With two new counselors joining the school and the need for letters of recommendaton coming up, many seniors applying for colleges are feeling a bit uneasy.
As a result of longtime Cal High Beverly Hall taking a new position in the counseling department, and former counselor Patty O’Malley departing, Susie Fitch and Erin Hill were hired to take on their former students.
In light of these recent changes, some Cal High seniors don’t know how concerned they should be about the letters of recommendation their counselors generally write.
Letters of recommendation are written for seniors applying to private colleges or certain colleges out of state. It is a letter of praise so that admission officers can get to know their applicants better.
With this letter of recommendation basically being a brief “about me” for a student, some students are unsure how personal this letter could be if they just switched to a counselor who doesn’t even know them yet.
“For the two new counselors, it will be hard (to write letters of recommendation),” said counselor Maria Dubose. “They were thrown into the fire.”
Students who received new counselors this year have expressed some worries, too.

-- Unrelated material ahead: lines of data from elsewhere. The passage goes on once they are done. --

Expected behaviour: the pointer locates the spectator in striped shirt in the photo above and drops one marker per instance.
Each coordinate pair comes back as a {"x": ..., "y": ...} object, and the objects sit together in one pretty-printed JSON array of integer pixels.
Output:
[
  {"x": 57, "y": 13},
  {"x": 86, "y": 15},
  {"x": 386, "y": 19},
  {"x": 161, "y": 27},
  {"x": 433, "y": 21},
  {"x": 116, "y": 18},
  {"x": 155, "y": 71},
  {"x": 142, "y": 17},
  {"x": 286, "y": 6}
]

“If she doesn’t know me, how is she going to write about me?” said senior Nancy Perez.
Senior Natali Feyzbakhsh shares Perez’s concerns.
“I am worried because I have only met (my counselor) twice and I feel she doesn’t know me well at all,” said Feyzbakhsh.
But there are students on the other side of the spectrum who are not concerned about their letters of recommendation despite the new counselors.
“I am not worried because I have a good relationship with (my counselor),” said junior Sarah Pisciotta.
Fitch is not concerned about this aspect of her new job either. She said she has been writing letters of recommendation as a teacher at Cal High for the past 15 years. Plus, she said she plans to meet her students as they “trickle in” to her office.
Cal has new counselors because the San Ramon Valley Unified School District received funding specifically for mental health, so a new student support counselor was created throughout the district.
This new position is strictly for helping students with their psychological needs and is in no way affiliated with the academics of the school.
Every high school hired one full-time student support counselor, while every middle school got one part-time student support counselor.
“I think mental health has been a needed area in the school,” Dubose said.
Hall now holds this job as Cal’s student support counselor. O’Malley, another longtime counselor at Cal, also applied for the position and was placed at two different middle schools. As a result, Fitch took over O’Malley’s caseload and Hill took over Hall’s.
Dubose encourages students, especially seniors, to use Family Connection so that counselors can learn their interests.
“Family Connection is the main way to get to know students,” Dubose said.
Filling out the information on the Family Connection website or a quick walk to the counseling office to say “Hello” to a new counselor is a sure way for students to ease their concerns about the relationship with their counselor and letters of recommendation.